The CALM Act; Television Program VS Commercial Loudness Part 2: Electric Boogaloo

On December 2nd 2010 the US Congress passed the CALM Act: The Commercial Advertisement Loudness Mitigation Act which, essentially, created rules to try to normalize the volume levels between television commercials and the television programs themselves.   

For decades consumers had complained about the WILD differences in levels between the television programs and the blisteringly loud ads that interrupted those programs.  Congresswoman Anna Eshoo decided it was up to the US Government to step in and save the day and for once a bill received bipartisan support.

With the legislation finally taking effect a few months ago, it's brought to the foreground a number of discussions and, in turn, stark misconceptions about the concept of loudness, our perception of sound versus its measurement and the craftspeople who create motion picture soundtracks and albums.  Finding myself fuming after reading some of the more glaring errors I decided to sit down and try to dispel some of the more frustrating perceptions about the world I work in everyday. 

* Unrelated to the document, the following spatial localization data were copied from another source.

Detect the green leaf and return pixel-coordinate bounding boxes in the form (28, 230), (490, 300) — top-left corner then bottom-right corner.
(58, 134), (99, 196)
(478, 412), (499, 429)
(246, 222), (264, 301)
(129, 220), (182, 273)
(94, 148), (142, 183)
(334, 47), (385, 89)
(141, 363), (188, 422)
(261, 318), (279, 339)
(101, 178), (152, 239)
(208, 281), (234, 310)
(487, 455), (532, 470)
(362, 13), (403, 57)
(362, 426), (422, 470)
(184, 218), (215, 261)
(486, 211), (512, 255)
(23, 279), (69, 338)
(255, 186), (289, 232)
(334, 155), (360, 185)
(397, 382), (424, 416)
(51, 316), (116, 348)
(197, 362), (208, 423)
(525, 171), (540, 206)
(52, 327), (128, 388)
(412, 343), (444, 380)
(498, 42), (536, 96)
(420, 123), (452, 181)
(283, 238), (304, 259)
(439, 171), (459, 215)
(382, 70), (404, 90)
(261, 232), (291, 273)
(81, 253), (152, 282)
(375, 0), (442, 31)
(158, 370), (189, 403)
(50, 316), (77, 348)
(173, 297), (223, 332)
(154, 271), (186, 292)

In PART ONE of my ramblings, I outlined some of the complications with quantifying sound into a workable measurement and touched on some of the confusions involved with the idea of comparing loudness.  Now in PART TWO we'll see specifically how these measurements are applied, the technologies used and what the CALM act actually mandates to mitigate commercial advertising loudness.

LKFS: One bling to rule them all.

When last we left our hero, we had established a single value, weighted measure based on dialog by which to compare and therefor mandate and enforce loudness: LKFS, and it became the standard by which to measure loudness in the realm of digital television.  

So now the CALM act just says everything broadcast on TV has to be measured to the same value on the LKFS scale, right

Not exactly.

All the CALM Act actually says is that the FCC needs to make mandatory something called A/85:

"[...]the Federal Communications Commission shall prescribe pursuant to the Communications Act of 1934 a regulation that is limited to incorporating by reference and making mandatory the ‘Recommended Practice: Techniques for Establishing and Maintaining Audio Loudness for Digital Television’ (A/85), and any successor thereto, approved by the Advanced Television Systems Committee[...]"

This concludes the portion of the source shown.